Dimension What to check
Completeness Missing values, gaps in coverage, underrepresented categories
Consistency Contradictory labels, conflicting records, schema drift between versions
Accuracy Label correctness, measurement precision, source reliability
Timeliness Data age relative to the prediction task, temporal distribution
Distribution Class balance, feature distributions, outlier presence
Provenance Source trustworthiness, collection methodology, chain of custody

Automated quality gates

Build data quality checks into your pipeline, not as a manual review step.

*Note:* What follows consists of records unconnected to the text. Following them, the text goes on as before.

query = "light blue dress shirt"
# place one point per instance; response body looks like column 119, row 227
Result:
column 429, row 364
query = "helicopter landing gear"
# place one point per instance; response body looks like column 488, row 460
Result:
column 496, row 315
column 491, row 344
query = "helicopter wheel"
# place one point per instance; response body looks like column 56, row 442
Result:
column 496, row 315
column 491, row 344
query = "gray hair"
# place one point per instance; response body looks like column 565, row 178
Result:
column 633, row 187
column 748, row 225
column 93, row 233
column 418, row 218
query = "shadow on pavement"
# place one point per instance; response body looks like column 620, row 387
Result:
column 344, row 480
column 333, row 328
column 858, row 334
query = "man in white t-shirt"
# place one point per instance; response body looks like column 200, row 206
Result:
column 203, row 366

# Example: basic data quality gate before training
def validate_training_data(df, config):
    """Run before training begins. Fail the pipeline if data quality is below threshold."""
    checks = {
        "null_rate": df.isnull().mean().max() < config.max_null_rate,
        "min_rows": len(df) >= config.min_training_rows,
        "label_balance": df[config.label_col].value_counts(normalize=True).min() > config.min_class_ratio,
        "schema_match": set(df.columns) == set(config.expected_columns),
    }
    failed = [name for name, passed in checks.items() if not passed]
    if failed:
        raise DataQualityError(f"Data quality checks failed: {failed}")

Regulatory considerations

ML training creates new regulatory obligations that traditional data governance may not cover.

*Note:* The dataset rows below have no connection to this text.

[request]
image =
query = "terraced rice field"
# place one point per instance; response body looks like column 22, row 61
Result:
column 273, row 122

Right to erasure and model retention

Under GDPR and similar regulations, individuals can request deletion of their personal data. If that data was used to train a model, the model may retain information derived from the deleted data in its weights. This creates a tension between data deletion obligations and model retention.

Practical approaches:

  • Track which datasets contain personal data and which models were trained on them
  • When data is deleted, assess whether affected models need retraining
  • For high-sensitivity models, consider differential privacy techniques during training to limit memorisation
  • Document your approach and the rationale for your retention decisions

Cross-border data flows

Training data may originate from multiple jurisdictions. The model itself may be deployed across borders. Data governance must account for:

  • Where training data is stored and processed
  • Whether data transfer agreements are in place
  • Whether the model's deployment locations are consistent with data origin restrictions
  • Local regulations on AI training (the EU AI Act imposes specific obligations on training data documentation)

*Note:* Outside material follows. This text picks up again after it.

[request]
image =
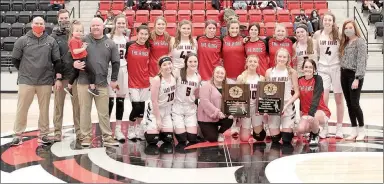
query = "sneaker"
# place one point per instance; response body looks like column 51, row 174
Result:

Training data documentation

Regulatory frameworks increasingly require documentation of training data. Model cards and datasheets provide structured formats for this.

What to document:

  • Data sources and their provenance
  • Collection methodology and timeframe
  • Preprocessing and filtering steps applied
  • Known limitations, biases, or gaps in the data
  • Licence and consent information
  • PII handling and anonymisation methods used

The EU AI Act and training data

The EU AI Act requires providers of high-risk AI systems to document their training data, including data governance measures, data preparation steps, and any assumptions about the data. Organisations operating in or serving EU markets should treat training data documentation as a compliance requirement, not optional good practice.

Connecting data governance to MLOps

Data governance is not a separate activity. It integrates directly into the ML pipeline.

Pipeline stage Data governance control
Data collection Source approval, provenance recording, classification
Data preparation Transformation logging, quality validation, bias assessment
Training Dataset versioning, lineage linking, access control enforcement
Evaluation Test data independence, evaluation data governance
Registration Training data metadata stored with model, data lineage linked
Monitoring Input data drift detection, data quality monitoring in production

The model registry should link every model to its training data version. The experiment tracker should record which data was used for each experiment. The pipeline orchestrator should enforce data quality gates before training begins. When these connections exist, data governance becomes auditable, traceable, and enforceable rather than aspirational.